Don't Overlook Significance of UK Offshore Oil and Gas Industry, Says UKOOA Chief Executive
Tuesday 20 September 2005
Don't Overlook Significance of UK Offshore Oil and Gas Industry, Says UKOOA Chief Executive
With crude oil and natural gas prices continuing to dominate the headlines amid calls for additional investment in global oil production and refining capacity, UK oil and gas producers are playing their part and investing hard in the mature North Sea to maximise recovery of the country's reserves, estimated to be up to 28 billion barrels. But the industry's efforts to stem the rate of UK production decline would be derailed by further tax hits, poor regulation and escalating costs.
This will be the message delivered by Malcolm Webb, chief executive of the industry trade body, the UK Offshore Operators Association, at a fringe meeting tonight at the Liberal Democrat Party Conference (19 September).
He will say: "Last week the Chancellor called for additional investment in oil production. UK oil and gas producers are already doing just that. Exploration of the UK continental shelf for new fields is up this year as is the number of new production wells drilled to date. The industry invested over £8 billion last year. This year, we expect that figure to rise by as much as 25 percent to £10 billion.
"The industry's efforts to stem the rate of UK production decline are paying off and current investment plans will see the rate halved to 7 percent per annum. This means we expect UK fields to be producing for decades to come, and in 2020 should still be meeting 65 percent of all our oil needs and a quarter of our gas needs.
"If we don't produce it, we will have to import it. Producing our own oil and gas saves this country £30 billion on its balance of trade and will generate more than £10 billion in tax for the Treasury, more than double the amount paid last year. Not only does it provide a secure source of primary energy, but is also supports over a quarter of a million jobs across the UK.
"This industry has invested a total of over £330 billion since the first exploration licenses were issued more than 40 years ago. It has recovered 34 billion barrels of oil and gas from Britain's often hostile offshore environment, risking not one penny of taxpayers' money but, on the contrary, earning this country more than £200 billion in tax revenues in total. Furthermore, UK gas fields have supported the expansion of direct gas usage and gas fired power stations in the UK which have been the major contributor to the UK meeting its Kyoto targets.
"The next chapter in the industry's history is now being developed on the already considerable presence of UK expertise, goods and services in the world energy market, which can continue to grow and create wealth for many decades yet to come.
"We should therefore be doing everything possible to build on and sustain one of the UK's most remarkable post-war industrial success stories. The country's reliance on oil and gas is growing, and government forecasts suggest that by 2020, 85 percent of our primary energy needs will be met by these resources.

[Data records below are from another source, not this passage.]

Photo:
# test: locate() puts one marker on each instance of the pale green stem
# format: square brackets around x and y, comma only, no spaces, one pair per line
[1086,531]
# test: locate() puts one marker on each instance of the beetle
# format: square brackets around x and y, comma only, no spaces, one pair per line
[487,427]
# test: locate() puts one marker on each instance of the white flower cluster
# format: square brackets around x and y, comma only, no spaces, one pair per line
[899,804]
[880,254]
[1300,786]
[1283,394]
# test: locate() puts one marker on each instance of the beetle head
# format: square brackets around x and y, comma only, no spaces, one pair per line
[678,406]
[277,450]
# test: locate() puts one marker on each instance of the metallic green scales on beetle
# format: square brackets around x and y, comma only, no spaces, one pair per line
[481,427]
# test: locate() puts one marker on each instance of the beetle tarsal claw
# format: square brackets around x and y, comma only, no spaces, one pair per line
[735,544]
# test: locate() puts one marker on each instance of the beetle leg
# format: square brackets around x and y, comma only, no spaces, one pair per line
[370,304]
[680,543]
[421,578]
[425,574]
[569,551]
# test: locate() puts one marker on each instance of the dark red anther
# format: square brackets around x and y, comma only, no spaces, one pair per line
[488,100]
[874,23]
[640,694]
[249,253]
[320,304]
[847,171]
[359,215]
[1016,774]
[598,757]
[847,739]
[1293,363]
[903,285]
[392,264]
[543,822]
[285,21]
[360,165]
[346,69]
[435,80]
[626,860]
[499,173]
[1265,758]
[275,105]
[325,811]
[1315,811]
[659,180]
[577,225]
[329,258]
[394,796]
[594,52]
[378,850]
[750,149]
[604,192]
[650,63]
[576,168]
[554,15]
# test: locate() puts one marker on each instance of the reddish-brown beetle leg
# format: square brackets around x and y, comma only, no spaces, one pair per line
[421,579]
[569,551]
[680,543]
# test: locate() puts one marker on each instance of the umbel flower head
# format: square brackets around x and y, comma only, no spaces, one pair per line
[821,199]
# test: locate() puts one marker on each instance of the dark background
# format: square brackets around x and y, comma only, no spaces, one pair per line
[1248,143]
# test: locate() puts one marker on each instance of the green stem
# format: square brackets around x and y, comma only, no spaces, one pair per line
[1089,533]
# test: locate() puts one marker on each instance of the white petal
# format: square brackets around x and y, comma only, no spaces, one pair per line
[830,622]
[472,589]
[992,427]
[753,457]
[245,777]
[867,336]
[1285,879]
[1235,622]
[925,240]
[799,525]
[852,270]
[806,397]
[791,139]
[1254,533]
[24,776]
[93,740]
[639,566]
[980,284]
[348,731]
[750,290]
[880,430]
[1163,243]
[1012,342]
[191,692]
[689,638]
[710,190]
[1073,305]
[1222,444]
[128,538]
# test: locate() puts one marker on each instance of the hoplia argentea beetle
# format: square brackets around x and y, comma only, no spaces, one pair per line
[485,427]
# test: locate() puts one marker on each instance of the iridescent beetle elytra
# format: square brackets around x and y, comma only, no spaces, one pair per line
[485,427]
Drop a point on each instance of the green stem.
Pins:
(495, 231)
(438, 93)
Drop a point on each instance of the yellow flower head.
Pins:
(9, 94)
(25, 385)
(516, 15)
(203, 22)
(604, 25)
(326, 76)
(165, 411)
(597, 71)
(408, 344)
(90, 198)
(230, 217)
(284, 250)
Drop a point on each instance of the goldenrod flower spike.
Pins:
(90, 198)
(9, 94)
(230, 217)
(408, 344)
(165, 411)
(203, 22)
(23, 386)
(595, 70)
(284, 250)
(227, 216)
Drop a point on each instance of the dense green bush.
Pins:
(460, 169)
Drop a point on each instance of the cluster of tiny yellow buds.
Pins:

"Yet I fear that we are still in danger of overlooking the significance of this great UK industry, which must not be put at risk from poor regulation, escalating costs and further tax hits. These would undermine investor confidence and erode international competitiveness, the very factors that will determine how long we can continue to produce economically from the North Sea.
"Oil companies sustaining high levels of investment in production is only one side of the coin. The other side is for government policy makers to work with industry to create the right business climate that will support UK oil and gas production in the long term."